International guests of Celsius included David Simon of The Wire fame, Jon Courtenay Grimwood, Paul McAuley, Joe Abercrombie, Nina Allan along with Christopher Priest, whose Prestige showed in Spanish on a giant inflatable screen in the main square, watched late at night by hundreds of townsfolk from pensioners to kiddies, as a warm-up for Jason and the Argonauts, David Moody looking remarkably chipper for a zombie resurrected from being a bank manager, Canadian Flash Forward Robert J. Sawyer and his Canadian chum the true Indiana Jones of archeology Steve Erikson who live at the opposite ends of Canada, so that it’s almost as easy to meet in Spain, Steve Redwood who exiled himself from Britain to Madrid decades ago, via Turkey and Saudi Arabia, so that he isn’t as well known in the UK as his writing deserves, and Lauren Beukes, whose publishers took the peculiar decision to postpone her first publication in Spain until two months after the festival hosting her.

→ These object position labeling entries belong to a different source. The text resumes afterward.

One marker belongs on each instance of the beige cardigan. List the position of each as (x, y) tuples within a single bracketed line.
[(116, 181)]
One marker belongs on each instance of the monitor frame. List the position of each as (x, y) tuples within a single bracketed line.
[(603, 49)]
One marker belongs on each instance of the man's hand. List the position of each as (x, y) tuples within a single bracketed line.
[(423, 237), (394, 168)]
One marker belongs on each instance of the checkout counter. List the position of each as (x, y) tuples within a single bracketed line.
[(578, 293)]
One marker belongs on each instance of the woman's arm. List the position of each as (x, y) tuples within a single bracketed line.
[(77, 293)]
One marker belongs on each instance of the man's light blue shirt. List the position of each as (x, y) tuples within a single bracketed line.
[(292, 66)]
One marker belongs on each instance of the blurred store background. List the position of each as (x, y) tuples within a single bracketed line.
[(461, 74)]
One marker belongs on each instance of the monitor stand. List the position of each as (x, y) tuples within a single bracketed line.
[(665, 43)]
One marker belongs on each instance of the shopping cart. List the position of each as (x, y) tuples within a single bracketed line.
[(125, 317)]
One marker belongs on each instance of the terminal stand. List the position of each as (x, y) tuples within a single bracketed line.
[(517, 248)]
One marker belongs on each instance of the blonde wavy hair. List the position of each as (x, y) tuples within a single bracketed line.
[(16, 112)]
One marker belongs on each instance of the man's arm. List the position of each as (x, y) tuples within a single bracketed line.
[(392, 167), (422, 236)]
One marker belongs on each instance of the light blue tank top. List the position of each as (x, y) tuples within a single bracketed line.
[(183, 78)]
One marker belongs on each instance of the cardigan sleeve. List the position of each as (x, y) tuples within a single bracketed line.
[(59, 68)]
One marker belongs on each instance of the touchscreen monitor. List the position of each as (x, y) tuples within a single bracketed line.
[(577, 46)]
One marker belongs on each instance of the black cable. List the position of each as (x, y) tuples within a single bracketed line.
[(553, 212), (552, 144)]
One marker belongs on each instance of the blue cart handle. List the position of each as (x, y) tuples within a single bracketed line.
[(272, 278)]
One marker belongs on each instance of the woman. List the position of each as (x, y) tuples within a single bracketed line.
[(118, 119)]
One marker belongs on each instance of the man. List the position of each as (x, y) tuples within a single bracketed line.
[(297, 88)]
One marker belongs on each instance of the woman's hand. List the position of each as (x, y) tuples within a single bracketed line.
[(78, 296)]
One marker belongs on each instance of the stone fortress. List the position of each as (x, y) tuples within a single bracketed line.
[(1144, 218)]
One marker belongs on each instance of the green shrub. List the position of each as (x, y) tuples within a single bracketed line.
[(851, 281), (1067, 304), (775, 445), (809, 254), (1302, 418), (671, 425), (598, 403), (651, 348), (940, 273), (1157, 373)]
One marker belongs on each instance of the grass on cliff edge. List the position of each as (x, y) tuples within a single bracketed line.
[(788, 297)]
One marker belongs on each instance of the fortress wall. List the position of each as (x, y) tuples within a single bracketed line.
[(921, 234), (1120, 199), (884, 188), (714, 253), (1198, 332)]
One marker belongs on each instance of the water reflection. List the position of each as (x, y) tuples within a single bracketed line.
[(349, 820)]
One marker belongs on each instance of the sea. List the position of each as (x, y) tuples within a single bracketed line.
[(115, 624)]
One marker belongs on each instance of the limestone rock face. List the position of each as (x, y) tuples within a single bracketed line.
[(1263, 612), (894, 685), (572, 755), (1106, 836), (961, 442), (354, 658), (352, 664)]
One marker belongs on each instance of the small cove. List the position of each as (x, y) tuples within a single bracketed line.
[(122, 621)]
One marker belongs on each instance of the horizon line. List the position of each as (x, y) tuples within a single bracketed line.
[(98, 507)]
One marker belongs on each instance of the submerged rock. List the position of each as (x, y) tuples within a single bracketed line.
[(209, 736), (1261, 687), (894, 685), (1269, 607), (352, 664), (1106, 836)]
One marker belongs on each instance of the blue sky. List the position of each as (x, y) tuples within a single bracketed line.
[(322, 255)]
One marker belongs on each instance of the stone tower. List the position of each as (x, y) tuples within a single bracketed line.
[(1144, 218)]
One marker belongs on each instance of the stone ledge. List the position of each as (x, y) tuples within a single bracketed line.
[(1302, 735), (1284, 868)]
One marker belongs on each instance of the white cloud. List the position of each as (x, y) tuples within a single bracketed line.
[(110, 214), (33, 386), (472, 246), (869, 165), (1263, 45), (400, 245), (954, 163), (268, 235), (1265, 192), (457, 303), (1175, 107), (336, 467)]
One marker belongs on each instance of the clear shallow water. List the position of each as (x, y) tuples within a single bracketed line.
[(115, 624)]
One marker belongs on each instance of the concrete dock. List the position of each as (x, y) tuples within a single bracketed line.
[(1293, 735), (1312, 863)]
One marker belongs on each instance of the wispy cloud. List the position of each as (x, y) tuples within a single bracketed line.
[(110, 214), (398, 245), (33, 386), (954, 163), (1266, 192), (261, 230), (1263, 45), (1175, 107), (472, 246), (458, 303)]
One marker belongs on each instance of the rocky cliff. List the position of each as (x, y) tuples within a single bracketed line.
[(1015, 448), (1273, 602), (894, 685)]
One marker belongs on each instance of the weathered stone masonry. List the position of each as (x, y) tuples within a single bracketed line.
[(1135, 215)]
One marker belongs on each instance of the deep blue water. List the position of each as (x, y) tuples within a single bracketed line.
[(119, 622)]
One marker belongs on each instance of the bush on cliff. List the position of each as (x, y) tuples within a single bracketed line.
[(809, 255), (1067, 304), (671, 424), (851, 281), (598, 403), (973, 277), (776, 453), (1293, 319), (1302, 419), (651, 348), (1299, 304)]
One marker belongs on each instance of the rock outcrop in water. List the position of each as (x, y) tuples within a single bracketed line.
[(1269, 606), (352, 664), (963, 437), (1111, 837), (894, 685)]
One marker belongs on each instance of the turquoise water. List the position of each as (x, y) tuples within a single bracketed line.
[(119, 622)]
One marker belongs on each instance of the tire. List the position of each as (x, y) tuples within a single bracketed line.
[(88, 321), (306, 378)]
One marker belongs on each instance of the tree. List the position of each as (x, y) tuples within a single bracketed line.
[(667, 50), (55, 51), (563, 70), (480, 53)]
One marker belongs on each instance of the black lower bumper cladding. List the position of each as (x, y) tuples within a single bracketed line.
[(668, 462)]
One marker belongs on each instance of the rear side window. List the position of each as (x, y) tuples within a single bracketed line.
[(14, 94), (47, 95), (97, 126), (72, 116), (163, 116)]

I ought to add adjectives such as ‘splendid’, ‘excellent’, ‘genial’, and so forth after all these names, especially as ‘genial’ signifies ‘brilliant’ in Spanish, not just ‘amiable’ as in English.
These worthies were interviewed in the big auditorium of the non-Niemeyer cultural centre beside a leafy park, translated by genial genius Diego García Cruz. Normally, simultaneous translators work half an hour on, half an hour off, but Diego (extremely fluent simultaneously in English, French, Italian, German, Catalan, Gallego, Portuguese, and of course Spanish) burned up the Red Bull; he was still standing and talking afterwards. Crowd-drawers likewise were a host of Hispanic authors, amongst whom I merely single out José Carlos Somoza because three of his beautifully written and cunningly conceived novels are actually available in English, The Athenian Murders, The Art of Murder, and Zig-Zag, the latter two being SF of the highest calibre.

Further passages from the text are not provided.